Vital trade resumed at a key border crossing between Afghanistan and Pakistan on Saturday as their busiest trading waypoint reopened almost a week after being shut by Taliban authorities.
Relations between the countries have soured since the Taliban took power in Afghanistan in 2021, with Islamabad accusing its neighbour of harbouring militants that have carried out strikes on its soil — a charge Kabul denies.

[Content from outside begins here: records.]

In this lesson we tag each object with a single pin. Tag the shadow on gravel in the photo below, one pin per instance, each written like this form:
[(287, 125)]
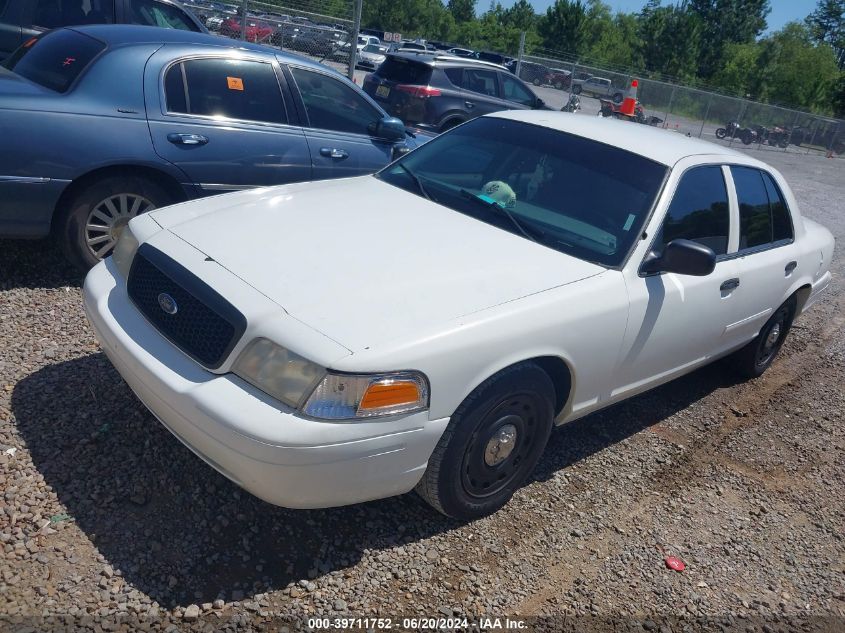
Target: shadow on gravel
[(35, 264), (181, 533)]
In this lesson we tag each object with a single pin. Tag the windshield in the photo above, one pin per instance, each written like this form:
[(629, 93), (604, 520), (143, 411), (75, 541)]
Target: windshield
[(567, 192)]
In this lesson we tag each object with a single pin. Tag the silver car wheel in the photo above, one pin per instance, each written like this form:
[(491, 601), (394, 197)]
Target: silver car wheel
[(107, 218)]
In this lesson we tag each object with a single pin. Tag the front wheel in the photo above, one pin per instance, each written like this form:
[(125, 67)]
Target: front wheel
[(492, 444), (756, 357), (93, 220)]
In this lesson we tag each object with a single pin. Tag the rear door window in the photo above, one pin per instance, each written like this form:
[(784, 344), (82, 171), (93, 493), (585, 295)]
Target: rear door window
[(234, 89), (56, 59), (781, 218), (483, 82), (755, 216), (699, 210), (405, 71), (154, 13), (516, 92), (332, 105)]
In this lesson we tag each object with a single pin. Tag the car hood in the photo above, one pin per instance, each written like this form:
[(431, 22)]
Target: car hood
[(364, 262)]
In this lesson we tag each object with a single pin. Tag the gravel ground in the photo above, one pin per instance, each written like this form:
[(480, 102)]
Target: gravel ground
[(104, 514)]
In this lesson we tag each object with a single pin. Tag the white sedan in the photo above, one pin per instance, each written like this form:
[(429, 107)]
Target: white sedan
[(328, 343)]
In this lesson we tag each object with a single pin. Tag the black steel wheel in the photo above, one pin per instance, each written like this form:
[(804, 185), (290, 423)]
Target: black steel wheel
[(492, 443), (755, 358)]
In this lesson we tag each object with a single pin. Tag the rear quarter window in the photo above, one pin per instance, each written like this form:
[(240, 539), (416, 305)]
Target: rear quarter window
[(56, 59), (405, 71)]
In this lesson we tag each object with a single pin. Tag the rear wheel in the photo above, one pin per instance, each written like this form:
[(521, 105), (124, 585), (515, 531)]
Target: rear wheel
[(491, 445), (94, 218), (756, 357)]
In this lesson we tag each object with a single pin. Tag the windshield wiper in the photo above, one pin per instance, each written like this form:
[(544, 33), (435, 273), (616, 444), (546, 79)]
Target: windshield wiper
[(492, 204), (416, 180)]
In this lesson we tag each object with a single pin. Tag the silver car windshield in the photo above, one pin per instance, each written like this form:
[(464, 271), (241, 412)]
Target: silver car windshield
[(567, 192)]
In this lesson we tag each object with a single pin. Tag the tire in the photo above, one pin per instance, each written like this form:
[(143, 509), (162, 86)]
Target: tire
[(90, 207), (512, 411), (755, 358)]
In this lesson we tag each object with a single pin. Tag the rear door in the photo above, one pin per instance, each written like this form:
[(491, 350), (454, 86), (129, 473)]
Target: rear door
[(482, 92), (517, 94), (766, 258), (337, 121), (224, 121)]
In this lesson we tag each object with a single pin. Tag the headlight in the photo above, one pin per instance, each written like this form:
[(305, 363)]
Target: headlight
[(124, 251), (278, 372), (318, 393), (345, 396)]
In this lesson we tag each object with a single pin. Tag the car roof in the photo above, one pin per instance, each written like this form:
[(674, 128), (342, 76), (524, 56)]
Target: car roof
[(121, 35), (429, 57), (662, 146)]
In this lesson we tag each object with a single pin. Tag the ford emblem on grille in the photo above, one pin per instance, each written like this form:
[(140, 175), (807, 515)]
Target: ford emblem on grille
[(167, 303)]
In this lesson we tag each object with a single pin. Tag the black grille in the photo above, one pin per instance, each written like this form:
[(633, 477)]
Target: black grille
[(204, 325)]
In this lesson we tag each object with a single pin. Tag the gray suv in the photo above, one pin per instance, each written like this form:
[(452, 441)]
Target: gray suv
[(436, 92), (21, 19)]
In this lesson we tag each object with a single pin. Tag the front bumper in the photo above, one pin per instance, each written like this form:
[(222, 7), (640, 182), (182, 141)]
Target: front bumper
[(278, 456)]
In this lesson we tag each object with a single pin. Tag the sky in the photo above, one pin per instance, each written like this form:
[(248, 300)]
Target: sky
[(783, 11)]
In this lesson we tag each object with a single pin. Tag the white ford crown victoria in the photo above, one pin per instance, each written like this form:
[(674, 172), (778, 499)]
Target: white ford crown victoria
[(327, 343)]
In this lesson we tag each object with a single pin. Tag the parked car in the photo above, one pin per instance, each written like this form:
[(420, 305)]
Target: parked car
[(111, 121), (22, 19), (256, 31), (371, 57), (537, 74), (597, 87), (461, 52), (438, 92), (432, 366), (560, 78)]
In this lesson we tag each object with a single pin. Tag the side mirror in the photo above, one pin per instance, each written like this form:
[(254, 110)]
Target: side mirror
[(683, 257), (389, 129)]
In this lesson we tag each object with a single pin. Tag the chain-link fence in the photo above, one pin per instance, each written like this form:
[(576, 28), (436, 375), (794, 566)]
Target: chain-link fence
[(322, 30), (682, 109)]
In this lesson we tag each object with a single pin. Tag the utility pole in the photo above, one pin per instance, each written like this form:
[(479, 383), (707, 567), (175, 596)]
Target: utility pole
[(353, 44), (244, 11), (521, 53)]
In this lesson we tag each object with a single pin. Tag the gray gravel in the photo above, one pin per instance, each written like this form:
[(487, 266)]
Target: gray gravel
[(105, 514)]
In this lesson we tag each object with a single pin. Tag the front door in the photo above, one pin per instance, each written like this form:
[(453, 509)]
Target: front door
[(224, 122), (338, 122), (678, 321)]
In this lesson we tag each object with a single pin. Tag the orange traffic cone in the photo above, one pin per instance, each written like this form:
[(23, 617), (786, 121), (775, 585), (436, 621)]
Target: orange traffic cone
[(629, 103)]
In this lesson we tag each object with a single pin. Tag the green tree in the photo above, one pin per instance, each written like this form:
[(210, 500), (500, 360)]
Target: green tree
[(725, 22), (827, 24), (564, 27), (461, 10)]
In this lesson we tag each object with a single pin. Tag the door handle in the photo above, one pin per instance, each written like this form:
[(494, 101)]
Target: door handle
[(730, 284), (333, 152), (187, 139)]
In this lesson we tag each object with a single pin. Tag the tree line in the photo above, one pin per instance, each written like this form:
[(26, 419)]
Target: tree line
[(720, 44)]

There have been frequent checkpoint closures and flare-ups of violence along the mostly mountainous dividing line splitting the two nations, which no Afghan government has ever recognised.
The Torkham border crossing was reopened at 6 am (0130 GMT) on Saturday, Afghan customs official Muslim Khaksar said at the site in Afghanistan’s eastern Nangarhar province.
“The border is now open from both sides for civilians as well as for traders,” he said.
“Trucks carrying rice, cement, construction material, medicines and other edibles were sent to Afghanistan,” a Pakistani customs official said, adding that lorries loaded with coal, vegetables and fruit had travelled the other way.
But around 1,400 trucks on the Pakistan side were still waiting to cross into Afghanistan as a backlog is cleared, he added.
Hundreds of people from both countries passed through the crossing on Saturday after being stranded for days, an AFP correspondent reported from the frontier.
“I was stranded here for five to six days with my sick mother,” Haroon, a resident of the Afghan city of Kunduz, told AFP before entering Pakistan with his ailing parent.
“There are thousands of patients like my mother waiting to go to Pakistan for treatment. The border must always remain open, it will help patients and also boost trade.”
The crossing was closed last Sunday by Afghan authorities, who objected to what they said were new documentation rules restricting people assisting medical patients from entering Pakistan.
Pakistani officials never confirmed or denied any rule change.
It was the first time the Torkham boundary had been officially closed since the Taliban returned to power in Afghanistan 18 months ago.
On Saturday, people attending to patients were allowed to enter Pakistan after showing their Afghan identity cards, the Pakistani customs official said.
Several patients in wheelchairs were escorted through the gates after border guards checked their documents.
A gunfight had erupted at the crossing between border guards from the two countries on Monday morning, with both sides blaming each other for initiating the violence.
Both nations are in economic turmoil, with Afghanistan reeling from a drop-off in aid after the fall of the US-backed government in 2021, and Pakistan hammered by ballooning energy prices and a foreign exchange crisis.
Since the Taliban’s return, there has been a rise in attacks on Pakistani soil blamed on the Pakistani Taliban, which has deep ties with its Afghan namesake.
On Wednesday, a high-level delegation from Pakistan visited Kabul to discuss ways to counter the threat of militant attacks.